This special issue of the Australian and International Journal of Rural Education presents 10 papers on the theme of rural schools as hubs for the socio-educational development of communities. The idea for a collection of papers on this theme originated in a large, multi-paper symposium presented at the European Conference on Educational Research in August 2016 in Dublin, Ireland. The symposium brought together researchers from more than ten countries and three continents, as part of the European Educational Research Association's Network 14, which is a forum for discussing educational research that relates to communities, families and schools. The symposium provided a context for deep discussions amongst a group of international researchers, with a focus on rural schools, rural communities and the relationships that enable change within those communities. This special issue moves from the conversations of the conference to written papers, bringing multiple voices and diverse views to a wider audience.
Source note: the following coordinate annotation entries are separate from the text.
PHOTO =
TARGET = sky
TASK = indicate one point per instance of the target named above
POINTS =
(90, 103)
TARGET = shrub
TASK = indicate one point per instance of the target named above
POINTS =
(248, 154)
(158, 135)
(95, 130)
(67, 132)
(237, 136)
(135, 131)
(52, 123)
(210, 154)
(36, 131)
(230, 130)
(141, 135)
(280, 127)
In this introduction, we begin by outlining the thinking that underpins this special issue. We then provide a brief introduction to the articles, before handing over to the 15 researchers who offer insights into their research projects and some of their thinking about the socio-educational development of communities in rural areas.

Framing socio-educational development in rural communities

Etymologically related to the concepts of growth, increment and progress, the idea of development, in its relationship to the history of humanity and communities, and more specifically in its relationship with territories, has been at the core of the identification of asymmetries between those who are inside--and therefore develop--and those who are outside--and therefore do not develop. From an economic point of view, it is possible to clearly identify the consequences of this centralist and materialistic definition of development, namely in terms of the disruption of local communities, the marginalisation of people and territories, and the deterioration of natural, social and cultural heritages.

For a long time, understandings of the rural have emerged in opposition to those of the urban, referring to eminently agricultural spaces, non-industrialised and within rigid geographic boundaries. This oppositionist and dichotomous logic is both problematic and limiting, especially in terms of how it can be built on the negative. Indeed, the urban is often regarded as everything the rural is not or cannot be (Corbett, 2009; Corbett & White, 2014; Green & Reid, 2014). This imagining of the rural in terms of deficits--connected with ideas of poverty, low levels of productivity and socio-cultural shortfalls--is related to development being conceptualised as mere economic growth, with rural areas being commonly envisaged as devoid of ideas, achievements, projects and organisations (Ashley & Maxwell, 2001; Canario, 1998).

In light of the tenacity of such understandings, we think it is relevant and timely to engage in discussions that can contribute to an ideological shift. Rather than viewing rural communities from the outside, we want to allow local actors to reimagine contemporary rural contexts in relation to the world, in all its multi-functionality, mobility and (re)appropriation. In particular, we want to identify socio-educational processes, including learning and the enhancement of endogenous skills, resources and knowledge, to demonstrate the power of local people and organisations to take action that may impact on their communities.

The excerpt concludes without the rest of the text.